Asked what his proudest accomplishments were, Hubisz responded not as a decorated physicist, but as a devoted teacher. His answer — in keeping with the importance he places on students’ responsibilities to learn — was the accomplishments of his students, such as “students who come back or contact me years later and tell me that they didn’t like having to do certain things when they took my class, but appreciated it and saw the importance later” and “the learning disabled students who got master’s degrees and Ph.D.’s.” Naturally, the aspect of teaching Hubisz enjoys the most is “students in all their variety.”

When Hubisz got his first opportunity to teach, he was a 17-year-old first-year college student who had already earned sophomore standing and had become the teacher of the laboratory he had just completed. He gave his prospective students a short list of questions about the lab, and if they couldn’t answer two-thirds of them, he wouldn’t allow them in the lab until they went to the library and learned what they should have known. Despite some students’ complaints, the department backed Hubisz and sent the complainers to the library.

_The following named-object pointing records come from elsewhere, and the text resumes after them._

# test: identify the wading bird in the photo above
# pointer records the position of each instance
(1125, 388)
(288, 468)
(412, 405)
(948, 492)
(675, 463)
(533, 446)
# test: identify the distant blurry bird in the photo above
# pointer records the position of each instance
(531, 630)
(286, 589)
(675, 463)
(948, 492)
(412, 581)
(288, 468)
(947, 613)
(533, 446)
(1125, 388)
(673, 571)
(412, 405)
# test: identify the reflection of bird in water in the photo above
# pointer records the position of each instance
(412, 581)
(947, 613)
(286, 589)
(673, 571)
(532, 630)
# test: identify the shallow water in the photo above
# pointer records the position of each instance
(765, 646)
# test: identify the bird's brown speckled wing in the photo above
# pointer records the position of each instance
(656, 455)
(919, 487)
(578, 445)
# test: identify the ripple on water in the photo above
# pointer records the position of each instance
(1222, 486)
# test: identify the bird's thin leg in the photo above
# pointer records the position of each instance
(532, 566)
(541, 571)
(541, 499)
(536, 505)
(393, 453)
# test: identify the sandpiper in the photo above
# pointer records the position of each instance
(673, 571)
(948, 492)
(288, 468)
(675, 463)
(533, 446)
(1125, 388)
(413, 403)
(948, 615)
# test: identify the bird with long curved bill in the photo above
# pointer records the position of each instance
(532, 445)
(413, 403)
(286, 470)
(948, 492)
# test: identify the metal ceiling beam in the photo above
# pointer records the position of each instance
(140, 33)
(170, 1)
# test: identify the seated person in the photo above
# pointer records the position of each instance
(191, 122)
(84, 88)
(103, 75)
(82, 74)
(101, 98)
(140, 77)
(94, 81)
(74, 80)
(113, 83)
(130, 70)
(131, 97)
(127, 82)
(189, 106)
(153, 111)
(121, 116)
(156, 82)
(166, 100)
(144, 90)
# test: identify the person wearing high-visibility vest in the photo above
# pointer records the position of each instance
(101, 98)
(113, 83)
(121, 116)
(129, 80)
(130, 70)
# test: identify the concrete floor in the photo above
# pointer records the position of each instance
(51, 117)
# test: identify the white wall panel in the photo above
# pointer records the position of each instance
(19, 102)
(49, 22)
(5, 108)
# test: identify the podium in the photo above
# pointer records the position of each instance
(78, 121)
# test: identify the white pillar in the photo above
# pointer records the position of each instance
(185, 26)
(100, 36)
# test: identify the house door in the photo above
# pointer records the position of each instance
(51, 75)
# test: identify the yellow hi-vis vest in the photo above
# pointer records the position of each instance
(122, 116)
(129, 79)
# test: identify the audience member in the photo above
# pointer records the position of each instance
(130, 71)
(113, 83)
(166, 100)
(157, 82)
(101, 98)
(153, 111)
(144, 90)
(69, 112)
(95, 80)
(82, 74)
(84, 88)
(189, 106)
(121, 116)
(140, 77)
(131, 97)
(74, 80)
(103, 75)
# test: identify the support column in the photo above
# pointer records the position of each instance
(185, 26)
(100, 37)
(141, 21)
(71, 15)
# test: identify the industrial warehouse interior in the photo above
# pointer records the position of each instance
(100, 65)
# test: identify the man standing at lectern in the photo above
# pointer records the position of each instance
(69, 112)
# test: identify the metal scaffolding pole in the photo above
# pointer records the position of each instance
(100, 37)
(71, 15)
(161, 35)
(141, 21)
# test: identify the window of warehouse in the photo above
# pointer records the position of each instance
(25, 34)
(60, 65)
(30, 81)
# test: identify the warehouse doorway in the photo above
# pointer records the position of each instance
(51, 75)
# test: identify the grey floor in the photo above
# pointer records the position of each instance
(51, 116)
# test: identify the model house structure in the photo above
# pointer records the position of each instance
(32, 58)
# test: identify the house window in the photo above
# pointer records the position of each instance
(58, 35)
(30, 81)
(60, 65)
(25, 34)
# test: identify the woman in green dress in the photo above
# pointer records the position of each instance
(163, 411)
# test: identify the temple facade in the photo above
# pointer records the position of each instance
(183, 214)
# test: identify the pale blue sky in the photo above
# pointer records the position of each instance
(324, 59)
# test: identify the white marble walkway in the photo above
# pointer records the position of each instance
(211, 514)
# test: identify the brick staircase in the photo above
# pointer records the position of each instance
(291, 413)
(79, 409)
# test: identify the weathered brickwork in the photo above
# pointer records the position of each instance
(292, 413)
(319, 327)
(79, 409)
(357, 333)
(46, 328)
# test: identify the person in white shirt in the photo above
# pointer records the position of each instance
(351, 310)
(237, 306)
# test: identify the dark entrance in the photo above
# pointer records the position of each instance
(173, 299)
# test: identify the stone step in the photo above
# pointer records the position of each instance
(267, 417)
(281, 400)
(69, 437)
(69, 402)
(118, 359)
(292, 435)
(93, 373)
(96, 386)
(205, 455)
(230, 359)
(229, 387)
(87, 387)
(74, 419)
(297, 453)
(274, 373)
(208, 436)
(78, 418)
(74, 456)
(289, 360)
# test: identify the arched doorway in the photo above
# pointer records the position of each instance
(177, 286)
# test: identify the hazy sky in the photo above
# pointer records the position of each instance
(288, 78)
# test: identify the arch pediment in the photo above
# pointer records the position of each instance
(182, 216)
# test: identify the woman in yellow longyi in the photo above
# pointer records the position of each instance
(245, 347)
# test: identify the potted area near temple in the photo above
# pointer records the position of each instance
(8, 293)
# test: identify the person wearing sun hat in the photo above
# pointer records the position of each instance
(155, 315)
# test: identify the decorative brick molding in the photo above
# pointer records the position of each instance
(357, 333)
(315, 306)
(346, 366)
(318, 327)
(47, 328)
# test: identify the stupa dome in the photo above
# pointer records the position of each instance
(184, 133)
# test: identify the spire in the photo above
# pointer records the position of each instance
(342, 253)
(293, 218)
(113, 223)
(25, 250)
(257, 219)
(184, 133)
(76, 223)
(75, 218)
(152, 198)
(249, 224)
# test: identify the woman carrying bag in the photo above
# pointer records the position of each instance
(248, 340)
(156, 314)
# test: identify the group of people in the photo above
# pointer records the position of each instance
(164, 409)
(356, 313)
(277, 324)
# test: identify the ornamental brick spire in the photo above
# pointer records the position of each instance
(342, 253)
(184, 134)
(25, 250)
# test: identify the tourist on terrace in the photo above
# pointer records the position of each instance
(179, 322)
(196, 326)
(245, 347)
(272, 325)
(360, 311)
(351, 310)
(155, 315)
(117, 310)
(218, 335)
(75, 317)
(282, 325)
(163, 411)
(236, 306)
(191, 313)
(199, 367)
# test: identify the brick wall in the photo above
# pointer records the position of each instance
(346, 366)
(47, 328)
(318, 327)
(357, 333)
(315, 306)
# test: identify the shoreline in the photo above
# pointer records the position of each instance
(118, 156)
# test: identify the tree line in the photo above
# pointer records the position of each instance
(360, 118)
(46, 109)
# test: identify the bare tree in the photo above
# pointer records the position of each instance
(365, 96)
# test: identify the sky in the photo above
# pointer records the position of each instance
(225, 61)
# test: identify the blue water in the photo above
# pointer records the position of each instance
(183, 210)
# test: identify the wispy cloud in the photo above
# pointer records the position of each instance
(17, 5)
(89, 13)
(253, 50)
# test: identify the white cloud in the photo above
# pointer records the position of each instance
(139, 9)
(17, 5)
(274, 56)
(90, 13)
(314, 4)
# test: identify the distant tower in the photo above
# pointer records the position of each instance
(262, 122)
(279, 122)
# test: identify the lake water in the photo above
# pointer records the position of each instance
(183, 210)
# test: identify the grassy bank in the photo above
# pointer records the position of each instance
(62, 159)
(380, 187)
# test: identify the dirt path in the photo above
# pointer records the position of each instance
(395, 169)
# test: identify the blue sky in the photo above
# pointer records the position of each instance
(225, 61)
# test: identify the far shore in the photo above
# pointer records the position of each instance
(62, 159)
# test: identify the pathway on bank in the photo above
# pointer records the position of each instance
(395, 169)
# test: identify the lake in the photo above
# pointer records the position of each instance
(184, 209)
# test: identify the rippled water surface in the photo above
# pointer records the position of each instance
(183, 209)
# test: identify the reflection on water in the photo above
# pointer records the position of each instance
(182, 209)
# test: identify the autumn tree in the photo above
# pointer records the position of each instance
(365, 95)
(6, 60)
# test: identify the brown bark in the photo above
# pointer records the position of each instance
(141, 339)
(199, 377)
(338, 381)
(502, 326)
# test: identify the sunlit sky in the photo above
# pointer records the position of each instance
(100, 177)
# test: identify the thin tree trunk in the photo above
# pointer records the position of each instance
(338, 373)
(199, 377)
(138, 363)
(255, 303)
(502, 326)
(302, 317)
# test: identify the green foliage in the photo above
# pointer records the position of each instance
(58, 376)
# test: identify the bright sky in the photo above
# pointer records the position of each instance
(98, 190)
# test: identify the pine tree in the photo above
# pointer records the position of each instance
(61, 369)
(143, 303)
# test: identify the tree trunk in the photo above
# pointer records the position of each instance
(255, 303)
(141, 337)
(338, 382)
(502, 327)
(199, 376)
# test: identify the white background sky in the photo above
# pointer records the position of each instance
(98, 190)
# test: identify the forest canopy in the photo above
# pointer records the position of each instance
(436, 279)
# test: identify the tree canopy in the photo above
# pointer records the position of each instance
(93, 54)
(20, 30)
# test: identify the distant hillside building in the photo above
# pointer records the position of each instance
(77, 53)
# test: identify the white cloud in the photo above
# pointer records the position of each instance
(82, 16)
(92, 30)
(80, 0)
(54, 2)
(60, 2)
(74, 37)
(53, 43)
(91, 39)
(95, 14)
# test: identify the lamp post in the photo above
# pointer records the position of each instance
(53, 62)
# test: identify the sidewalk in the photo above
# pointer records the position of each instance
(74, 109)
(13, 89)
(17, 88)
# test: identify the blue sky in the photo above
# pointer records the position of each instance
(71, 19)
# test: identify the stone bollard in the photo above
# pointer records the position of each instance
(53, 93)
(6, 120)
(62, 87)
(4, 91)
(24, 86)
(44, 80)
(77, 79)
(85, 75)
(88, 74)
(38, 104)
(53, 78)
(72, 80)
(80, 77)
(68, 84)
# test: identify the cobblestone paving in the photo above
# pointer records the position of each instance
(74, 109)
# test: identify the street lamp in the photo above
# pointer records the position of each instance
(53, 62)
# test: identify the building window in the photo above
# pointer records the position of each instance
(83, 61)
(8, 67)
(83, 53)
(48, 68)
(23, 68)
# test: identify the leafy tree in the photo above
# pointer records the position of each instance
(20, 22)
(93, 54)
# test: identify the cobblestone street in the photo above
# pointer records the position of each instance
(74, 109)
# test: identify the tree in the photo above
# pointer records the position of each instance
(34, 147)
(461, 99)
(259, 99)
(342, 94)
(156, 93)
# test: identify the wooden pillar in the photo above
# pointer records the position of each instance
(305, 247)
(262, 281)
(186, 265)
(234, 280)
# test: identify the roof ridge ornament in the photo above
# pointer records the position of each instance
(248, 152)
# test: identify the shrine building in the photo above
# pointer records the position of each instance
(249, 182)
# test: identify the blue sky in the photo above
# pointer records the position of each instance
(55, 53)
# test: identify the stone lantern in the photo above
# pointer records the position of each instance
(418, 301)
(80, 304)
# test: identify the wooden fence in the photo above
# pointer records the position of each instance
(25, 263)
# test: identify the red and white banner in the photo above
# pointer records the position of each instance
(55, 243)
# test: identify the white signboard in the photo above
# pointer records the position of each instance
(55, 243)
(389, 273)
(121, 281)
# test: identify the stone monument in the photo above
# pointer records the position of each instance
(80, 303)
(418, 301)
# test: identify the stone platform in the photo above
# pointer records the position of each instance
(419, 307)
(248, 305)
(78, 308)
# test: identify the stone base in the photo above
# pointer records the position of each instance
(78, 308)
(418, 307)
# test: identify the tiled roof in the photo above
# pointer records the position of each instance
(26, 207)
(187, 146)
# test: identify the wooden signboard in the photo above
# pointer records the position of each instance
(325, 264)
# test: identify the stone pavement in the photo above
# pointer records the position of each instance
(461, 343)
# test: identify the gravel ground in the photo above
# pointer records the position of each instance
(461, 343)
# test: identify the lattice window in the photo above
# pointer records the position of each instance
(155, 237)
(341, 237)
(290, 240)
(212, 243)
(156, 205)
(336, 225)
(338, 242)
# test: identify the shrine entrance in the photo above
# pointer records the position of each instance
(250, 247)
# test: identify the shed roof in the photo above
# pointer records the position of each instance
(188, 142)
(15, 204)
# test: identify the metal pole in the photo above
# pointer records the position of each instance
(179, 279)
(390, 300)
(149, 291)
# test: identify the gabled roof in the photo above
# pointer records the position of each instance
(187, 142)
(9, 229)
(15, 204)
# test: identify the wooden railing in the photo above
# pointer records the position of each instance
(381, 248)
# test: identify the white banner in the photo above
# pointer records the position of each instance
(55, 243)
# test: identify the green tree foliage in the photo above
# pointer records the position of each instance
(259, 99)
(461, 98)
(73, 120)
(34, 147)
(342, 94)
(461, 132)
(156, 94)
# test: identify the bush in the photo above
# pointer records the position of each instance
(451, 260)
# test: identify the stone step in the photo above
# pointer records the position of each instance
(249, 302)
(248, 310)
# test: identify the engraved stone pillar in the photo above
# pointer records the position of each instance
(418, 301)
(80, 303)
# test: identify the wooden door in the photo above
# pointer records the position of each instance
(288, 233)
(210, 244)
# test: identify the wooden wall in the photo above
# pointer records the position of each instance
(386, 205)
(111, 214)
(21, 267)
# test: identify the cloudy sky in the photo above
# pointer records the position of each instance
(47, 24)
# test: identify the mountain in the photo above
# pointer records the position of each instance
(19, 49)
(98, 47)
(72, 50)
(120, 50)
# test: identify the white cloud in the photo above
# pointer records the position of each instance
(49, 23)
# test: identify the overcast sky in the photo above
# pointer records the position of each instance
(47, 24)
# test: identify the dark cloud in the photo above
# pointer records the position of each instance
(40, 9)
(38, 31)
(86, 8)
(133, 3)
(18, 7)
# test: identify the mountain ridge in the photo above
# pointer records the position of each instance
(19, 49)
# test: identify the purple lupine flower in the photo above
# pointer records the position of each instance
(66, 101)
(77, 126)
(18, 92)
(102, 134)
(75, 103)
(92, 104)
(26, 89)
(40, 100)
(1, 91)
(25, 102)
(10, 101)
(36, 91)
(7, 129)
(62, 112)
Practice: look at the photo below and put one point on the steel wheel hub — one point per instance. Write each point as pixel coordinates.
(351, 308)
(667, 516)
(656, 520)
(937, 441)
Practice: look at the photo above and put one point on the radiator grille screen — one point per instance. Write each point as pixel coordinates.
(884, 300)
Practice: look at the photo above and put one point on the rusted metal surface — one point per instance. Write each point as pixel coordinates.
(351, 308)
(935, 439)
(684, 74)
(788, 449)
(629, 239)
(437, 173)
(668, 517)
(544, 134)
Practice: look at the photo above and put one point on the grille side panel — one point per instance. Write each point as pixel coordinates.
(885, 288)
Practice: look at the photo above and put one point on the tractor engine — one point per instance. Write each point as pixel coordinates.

Now Hubisz is, in effect, issuing the same challenge to the textbook manufacturers. Go to the library and learn what you ought to know as writers of textbooks, he seems to be saying, or your books won’t make it in the classroom. If the hue and row over those textbooks are any indication, the public is now backing Hubisz, too, and the manufacturers — like Hubisz’s students before them — have no alternative but to hie themselves over to the libraries to learn what they should have known already.